In a separate report, Commerce said orders to U.S. factories rose 2.1% in May for the first increase since January and the biggest advance since last November.
Both government and private economists said that the latest statistics offered further evidence that the economy, aided by falling interest rates, is finally rebounding from a disappointing winter.
The 9.7% housing gain left sales of new single-family homes at a seasonally adjusted annual rate of 676,000.
At the White House, deputy press secretary Larry Speakes called the May gain a “tremendous rebound in sales” and predicted that both sales and housing construction starts would rise further in coming months.
“This is another glimpse of an economic picture that is beginning to define very clearly a strong resumption of steady growth,” he said.
Private economists gave credit for the strong sales gain, which followed an 11.5% sales drop in April, to substantial declines in mortgage rates.
Fixed-rate mortgages, which climbed above 15% last summer, have now dropped to about 12%, while adjustable-rate mortgages have declined to about 9%, housing analysts said.
Warren Lasko, executive vice president of the Mortgage Bankers Assn., said the big jump in May sales reflected the fact that more people are becoming aware of declining mortgage rates, which are at their lowest levels in five years.
“People started shopping in April, and they began buying in May,” Lasko said. “Sales in June and July should be even stronger.”
Most analysts said that they did not expect mortgage rates to fall further, but most predicted that rates will not rise either, at least through the heavy summer sales season.
Jack Carlson, chief economist for the National Assn. of Realtors, predicted that all of 1985 would see 650,000 new homes sold, a 1.8% gain from the 637,000 sold last year.
James Christian, chief economist for the U.S. League of Savings Institutions, said the decline in mortgage rates had put homeownership within reach of many more families by making the cost of a mortgage more affordable.
He said this trend was likely to halt a slide in the percentage of families owning their own homes. U.S. homeownership stood at 64.1% of the total population at the beginning of 1985, the lowest it has been since 1969. It had reached a peak of 65.6% of the population in 1980.
The price of a new home also dipped substantially in May, with analysts ascribing part of the decline to the fact that more lower-priced homes were sold during the month.
The median price of a new single-family home dropped to $81,000, 5.6% below the April median price of $85,800. The median price means that half of the homes sold for more and half for less. The average price of a home was $99,400 in May, a 5.7% decline from the $105,400 average in April and 2.5% below the May, 1984, average.

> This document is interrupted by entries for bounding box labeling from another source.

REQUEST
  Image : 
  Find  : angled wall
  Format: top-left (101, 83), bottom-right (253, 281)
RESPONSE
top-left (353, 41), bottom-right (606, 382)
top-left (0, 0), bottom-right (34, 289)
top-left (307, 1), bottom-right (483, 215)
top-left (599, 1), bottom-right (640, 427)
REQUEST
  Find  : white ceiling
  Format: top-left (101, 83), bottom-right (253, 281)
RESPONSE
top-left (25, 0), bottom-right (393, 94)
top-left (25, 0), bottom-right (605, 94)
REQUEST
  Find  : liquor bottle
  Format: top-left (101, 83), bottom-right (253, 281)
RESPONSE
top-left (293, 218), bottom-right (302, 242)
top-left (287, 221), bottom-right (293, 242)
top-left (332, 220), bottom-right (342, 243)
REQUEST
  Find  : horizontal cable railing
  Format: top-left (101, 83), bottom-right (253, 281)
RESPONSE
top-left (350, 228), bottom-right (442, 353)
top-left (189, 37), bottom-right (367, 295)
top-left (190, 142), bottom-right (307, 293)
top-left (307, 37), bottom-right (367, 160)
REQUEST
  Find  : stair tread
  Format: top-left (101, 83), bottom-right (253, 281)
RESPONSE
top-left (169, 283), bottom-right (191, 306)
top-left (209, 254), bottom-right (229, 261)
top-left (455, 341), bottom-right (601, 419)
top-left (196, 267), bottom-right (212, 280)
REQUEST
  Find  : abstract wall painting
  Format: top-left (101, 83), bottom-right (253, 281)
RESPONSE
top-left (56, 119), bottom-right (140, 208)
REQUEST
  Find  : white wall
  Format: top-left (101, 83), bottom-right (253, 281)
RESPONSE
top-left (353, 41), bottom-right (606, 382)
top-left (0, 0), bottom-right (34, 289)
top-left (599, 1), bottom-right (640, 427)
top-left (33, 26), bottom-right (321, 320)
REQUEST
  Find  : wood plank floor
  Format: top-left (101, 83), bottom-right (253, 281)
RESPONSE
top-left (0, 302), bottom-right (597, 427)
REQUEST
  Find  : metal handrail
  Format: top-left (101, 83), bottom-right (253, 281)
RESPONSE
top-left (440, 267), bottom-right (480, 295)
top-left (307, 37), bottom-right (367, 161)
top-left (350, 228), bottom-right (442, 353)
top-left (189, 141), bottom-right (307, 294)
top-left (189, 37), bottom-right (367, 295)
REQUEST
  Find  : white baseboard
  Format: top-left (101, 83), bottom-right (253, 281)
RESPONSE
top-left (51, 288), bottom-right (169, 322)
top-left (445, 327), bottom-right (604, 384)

Economists were also pleased with the $4-billion gain in orders to U.S. factories, which totaled $195.1 billion in May. The 2.1% increase in new orders, the largest since a 4.4% advance in November, came primarily from a 43.5% jump in demand for military equipment.
Analysts said it was likely that the rebound in demand for manufactured goods would lead to production and employment gains in coming months, which would help lift the U.S. industrial sector out of its current slump.
The slowdown in U.S. industry has been blamed for weak growth in the overall economy in the first part of this year. The economy expanded at a barely noticeable 0.3% annual rate from January through March.